Are Your Generated Instances Truly Useful? GenBench-MILP: A Benchmark Suite for MILP Instance Generation
Yidong Luo, Chenguang Wang, Dong Li, Tianshu Yu
TL;DR
GenBench-MILP addresses the gap in MILP instance-generation evaluation by combining solver-independent validity and structural-mimicry metrics with solver-dependent hardness and solver-internal feature analyses. The framework treats solver behavior as an expert assessor, using metrics such as root-node gaps, heuristic success rates, and cut-plane usage to reveal genuine computational differences that static graphs miss.
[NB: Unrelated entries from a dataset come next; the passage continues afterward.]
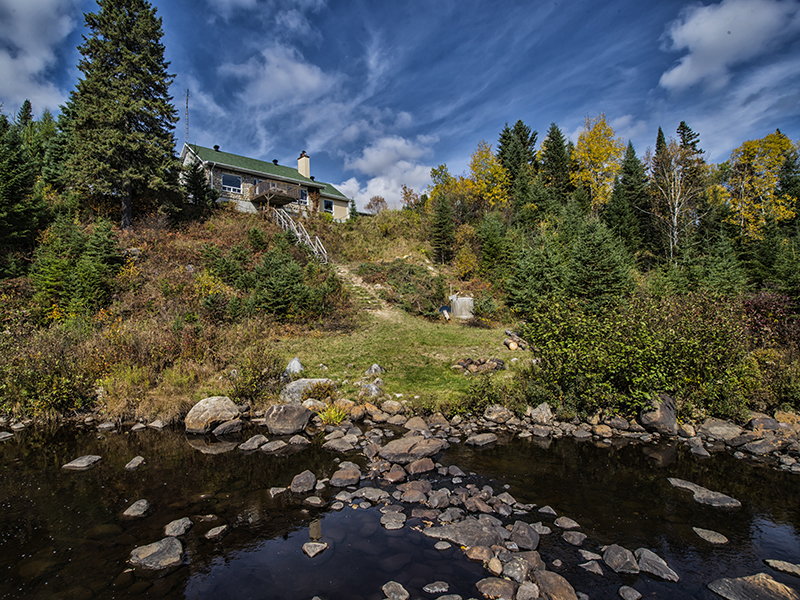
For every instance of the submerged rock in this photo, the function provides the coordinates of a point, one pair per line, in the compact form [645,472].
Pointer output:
[210,412]
[82,463]
[158,555]
[755,586]
[710,536]
[705,496]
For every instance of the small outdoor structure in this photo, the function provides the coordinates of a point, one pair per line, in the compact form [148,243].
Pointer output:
[461,307]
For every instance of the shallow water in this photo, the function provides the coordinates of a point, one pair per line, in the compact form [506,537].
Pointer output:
[62,534]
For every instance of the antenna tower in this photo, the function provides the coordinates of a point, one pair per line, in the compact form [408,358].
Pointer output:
[187,115]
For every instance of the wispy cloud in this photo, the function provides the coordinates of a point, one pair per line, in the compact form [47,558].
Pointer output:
[720,36]
[31,32]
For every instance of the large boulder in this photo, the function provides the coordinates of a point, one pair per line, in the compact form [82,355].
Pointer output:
[410,448]
[286,419]
[158,555]
[661,416]
[293,392]
[719,430]
[210,412]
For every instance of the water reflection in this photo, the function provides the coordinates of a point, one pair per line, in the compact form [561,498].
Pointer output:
[63,535]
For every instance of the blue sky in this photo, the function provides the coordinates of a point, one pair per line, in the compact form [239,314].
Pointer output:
[379,92]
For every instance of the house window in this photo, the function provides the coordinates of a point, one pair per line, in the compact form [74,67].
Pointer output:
[231,183]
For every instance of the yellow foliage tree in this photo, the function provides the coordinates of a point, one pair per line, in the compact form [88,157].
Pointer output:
[599,157]
[489,178]
[754,197]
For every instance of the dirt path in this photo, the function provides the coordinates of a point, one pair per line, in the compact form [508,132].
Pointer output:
[367,295]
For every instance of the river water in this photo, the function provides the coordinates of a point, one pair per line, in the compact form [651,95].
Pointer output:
[63,535]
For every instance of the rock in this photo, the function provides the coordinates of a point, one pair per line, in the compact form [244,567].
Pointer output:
[158,555]
[620,560]
[437,587]
[468,532]
[304,482]
[592,566]
[416,424]
[784,567]
[210,412]
[392,589]
[575,538]
[254,443]
[527,591]
[294,367]
[345,477]
[82,463]
[423,465]
[137,509]
[516,569]
[341,445]
[178,527]
[217,533]
[286,419]
[272,447]
[541,415]
[652,563]
[481,439]
[479,553]
[410,448]
[494,587]
[293,392]
[710,536]
[753,587]
[553,586]
[375,369]
[719,430]
[311,549]
[628,593]
[206,446]
[392,407]
[566,523]
[497,413]
[705,496]
[393,520]
[228,427]
[661,416]
[524,536]
[135,463]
Through extensive experiments with G2MILP, ACM-MILP, and DIG-MILP, the study shows that high structural similarity does not guarantee similar solver interactions or difficulty, and it demonstrates the utility of solver fingerprints for robust evaluation and cross-solver profiling. The work provides a modular, extensible toolkit and benchmarks that will guide the development of higher-fidelity MILP generators and enable rigorous comparisons across approaches and solvers, with practical implications for downstream ML tasks and solver testing.
Abstract
The proliferation of machine learning-based methods for Mixed-Integer Linear Programming (MILP) instance generation has surged, driven by the need for diverse training datasets. However, a critical question remains: Are these generated instances truly useful and realistic? Current evaluation protocols often rely on superficial structural metrics or simple solvability checks, which frequently fail to capture the true computational complexity of real-world problems. To bridge this gap, we introduce GenBench-MILP, a comprehensive benchmark suite designed for the standardized and objective evaluation of MILP generators. Our framework assesses instance quality across four key dimensions: mathematical validity, structural similarity, computational hardness, and utility in downstream tasks. A distinctive innovation of GenBench-MILP is the analysis of solver-internal features -- including root node gaps, heuristic success rates, and cut plane usage. By treating the solver's dynamic behavior as an expert assessment, we reveal nuanced computational discrepancies that static graph features miss. Our experiments on instance generative models demonstrate that instances with high structural similarity scores can still exhibit drastically divergent solver interactions and difficulty levels. By providing this multifaceted evaluation toolkit, GenBench-MILP aims to facilitate rigorous comparisons and guide the development of high-fidelity instance generators.